Modern workspace design
Photo credit: Eric Laignel

Business Unusual – COVID-19 Impact on the Workplace of the Future

Workplace is taking on a new meaning. Kay Sargent, director of HOK’s global WorkPlace practice, shares how COVID-19 is already shaping the future of work.

We are living in unprecedented times. If you are fortunate enough to still be working today, it’s probably not how you were doing so just a few weeks back. But COVID-19 has not only impacted the way we are work now, it will have a lasting impact on how office workers engage going forward. From now on, we’ll all look at the workplace through a different lens. Or should we say microscope?

Advances are often made by way of major events and disruptions. September 11 taught us about evacuation protocols and designing facilities to aid exiting without adding confusion. Hurricane Katrina taught us the need for business contingency plans and the risk of single location strategies. Superstorm Sandy taught us the need to work remotely. 

We are in the middle of a global pandemic and global test regarding how and where we work. For companies that have a well-established business continuity plan, this will test the viability of those strategies. For those that do not, this is a forced experiment. Many companies that were reluctant to embrace remote work before are now realizing it is a viable option that may continue to have a role in their operational and real estate strategy going forward. Others will long to return to a shared work environment for the energy, comradery and synergies that a group workplace affords. 
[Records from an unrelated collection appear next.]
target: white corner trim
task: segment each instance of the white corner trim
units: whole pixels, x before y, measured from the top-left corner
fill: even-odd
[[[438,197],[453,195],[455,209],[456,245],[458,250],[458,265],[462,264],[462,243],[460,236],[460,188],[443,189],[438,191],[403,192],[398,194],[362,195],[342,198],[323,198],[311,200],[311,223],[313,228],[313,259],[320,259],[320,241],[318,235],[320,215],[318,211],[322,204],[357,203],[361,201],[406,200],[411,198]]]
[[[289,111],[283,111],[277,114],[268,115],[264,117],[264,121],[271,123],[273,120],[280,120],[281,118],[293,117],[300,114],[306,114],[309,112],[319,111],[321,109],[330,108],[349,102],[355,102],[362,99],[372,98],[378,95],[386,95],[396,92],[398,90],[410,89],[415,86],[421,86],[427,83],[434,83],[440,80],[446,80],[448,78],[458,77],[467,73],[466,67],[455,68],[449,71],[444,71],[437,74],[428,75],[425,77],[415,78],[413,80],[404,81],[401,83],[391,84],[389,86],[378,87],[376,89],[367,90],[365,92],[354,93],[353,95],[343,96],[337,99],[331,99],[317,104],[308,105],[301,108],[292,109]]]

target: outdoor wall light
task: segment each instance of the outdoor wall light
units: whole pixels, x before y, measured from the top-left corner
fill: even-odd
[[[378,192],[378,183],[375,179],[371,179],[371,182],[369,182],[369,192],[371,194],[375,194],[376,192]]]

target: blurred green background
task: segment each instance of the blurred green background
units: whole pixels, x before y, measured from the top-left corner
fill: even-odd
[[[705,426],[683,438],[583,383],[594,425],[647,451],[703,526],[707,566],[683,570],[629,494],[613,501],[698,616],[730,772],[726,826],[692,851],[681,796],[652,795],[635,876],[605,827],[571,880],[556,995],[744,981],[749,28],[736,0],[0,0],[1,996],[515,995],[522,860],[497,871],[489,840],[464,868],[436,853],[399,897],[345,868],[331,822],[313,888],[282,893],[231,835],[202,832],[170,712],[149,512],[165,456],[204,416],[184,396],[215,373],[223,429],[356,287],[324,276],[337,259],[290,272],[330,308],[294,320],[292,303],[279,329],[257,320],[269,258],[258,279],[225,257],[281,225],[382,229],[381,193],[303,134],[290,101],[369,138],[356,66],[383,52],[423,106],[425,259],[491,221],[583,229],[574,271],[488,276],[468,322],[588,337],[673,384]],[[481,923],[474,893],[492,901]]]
One thing that is almost certain to be the case following COVID-19 is that everyone, and every company, will reevaluate the safety and health of their work environments. Below are several workplace strategies and changes HOK’s Workplace clients are considering as they prepare to reopen their doors:  

  1. Consider going to a four-day work week and staggering teams across five days to reduce density by up to 20 percent on any given day.
  2. Reorient work points, so individuals do not directly face each other.
  3. Remove seats at communal tables and in conference rooms to give people additional personal space. Or transition these rooms into scrum spaces by removing the table entirely to give people more space and eliminate touchpoints.
  4.  Transition to unassigned seating that allows employees to establish their own boundaries and pick a seat that enables distancing.
  5. Create clean desk policies that allow surfaces to be properly cleaned daily and update facility maintenance contracts to ensure these steps are taken.
  6. Enhance cleaning protocols and frequency to aid sanitization and cleanliness.
  7. Prioritize office furnishings made of antimicrobial materials that are easy to maintain, resist mold and bacteria growth and promote good indoor-air quality. 
  8. Install voice activation or hands-free controls that reduce the need to contact commonly touched items.
  9. Switch to VOIP communication technology instead of phone handsets and eliminate shared keyboard trays.
  10. Provide better access to handwashing with additional sinks in the office or more hand sanitizer devices. 
  11. Assign lockers, file drawers or storage cabinets to individuals to separate personal items.
  12. Remove trash cans from individual desks and replace them with a communal bin that consolidates sanitation.
  13. Establish screening protocols and fever checks for everyone entering the workplace.
  14. Increase humidity levels to 40 to 60 percent to reduce infection. Use portable humidifiers if the HVAC system does not allow for this.
  15. Work with building management to improve air circulation, filtration and ventilation and confirm cleaning protocols.

There will surely be additional lessons to glean once this crisis subsides. In the meantime, let’s do what we can to keep safe in our homes and remote workplaces while being mindful of how we can make our work environments healthier and more resilient when life returns to normal—the new normal.   

With 35 years of experience, Kay is a recognized expert on workplace design and strategy issues. She is an award-winning designer who has worked with several Fortune 500 companies to optimize their global real estate portfolios and create innovative work environments. Kay is also the director of HOK’s WorkPlace team and a member of HOK’s Board of Directors, as well as serving on the AVIXA Board of Directors, the National ASID Foundation Research Taskforce, the IWBI Mind Advisory Team, and the Advisory Board for Work Design Magazine.